Phase 2b clinical data on TH-302 in combination with gemcitabine in patients with advanced pancreatic cancer will be the subject of an oral presentation on Saturday September 29, 2012 at 10:15 a.m. CEST / 4:15 a.m. ET (Abstract 666O). Phase 1/2 clinical data on TH-302 in combination with bevacizumab in patients with resectable recurrent glioblastoma will be the subject of a poster presentation on Sunday September 30, 2012 at 1 p.m. CEST / 7 a.m. ET (Abstract 435TiP).
Presentation materials and supplemental information will be posted under the Scientific Presentations and Publications section of the company's website www.thresholdpharm.com at the time of the presentations indicated above.
TH-302 is a hypoxia-targeted drug that is designed to be activated under tumor hypoxic conditions, a hallmark of many cancers. Areas of low oxygen levels (hypoxia) are common in many solid tumors due to insufficient blood vessel growth. Similarly, the bone marrow of patients with hematological malignancies has also been shown, in some cases, to be extremely hypoxic.
TH-302 has been investigated in over 700 patients in Phase 1/2 clinical trials to date in a broad spectrum of tumor types, both as a monotherapy and in combination with chemotherapy treatments and other targeted cancer drugs. Threshold has several additional ongoing clinical trials, the most advanced of which is a Phase 3 pivotal study evaluating TH-302 in combination with doxorubicin versus doxorubicin alone in patients with soft tissue sarcoma. In February 2012, Threshold signed a global license and co-development agreement for TH-302 with Merck KGaA, Darmstadt, Germany.
About Threshold Pharmaceuticals
Threshold is a biotechnology company focused on the discovery and development of drugs targeting Tumor Hypoxia, the low oxygen condition found in microenvironments of most solid tumors as well as the bone marrows of some hematologic malignancies. This approach offers broad potential to treat a variety of cancers. By selectively targeting tumor cells, we are building a pipeline of drugs that hold promise to be more effective and less toxic to healthy tissues than conventional anticancer drugs. For additional information, please visit our website (www.thresholdpharm.com).

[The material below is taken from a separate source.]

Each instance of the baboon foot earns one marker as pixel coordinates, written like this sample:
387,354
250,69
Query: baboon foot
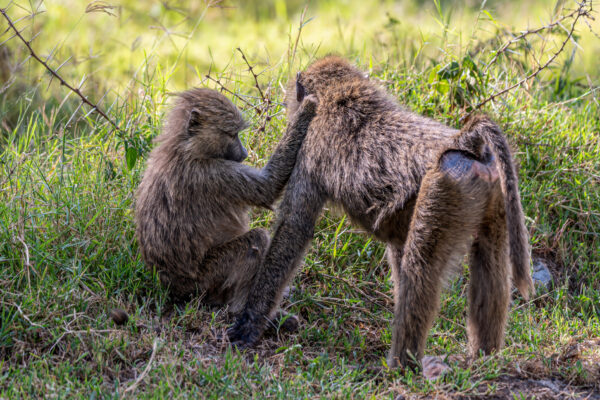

Except for statements of historical fact, the statements in this press release are forward-looking statements, including statements regarding the potential therapeutic uses and benefits of TH-302 to treat patients with cancer. These statements involve risks and uncertainties that can cause actual results to differ materially from those in such forward-looking statements. Potential risks and uncertainties include, but are not limited to, Threshold's ability to enroll or complete its anticipated clinical trials, the time and expense required to conduct such clinical trials and analyze data, issues arising in the regulatory or manufacturing process and the results of such clinical trials (including product safety issues and efficacy results). Further information regarding these and other risks is included under the heading "Risk Factors" in Threshold's Quarterly Report on Form 10-Q, which has been filed with the Securities and Exchange Commission on August 6, 2012 and is available from the SEC's website (www.sec.gov) and on our website (www.thresholdpharm.com) under the heading "Investors." We undertake no duty to update any forward-looking statement made in this news release.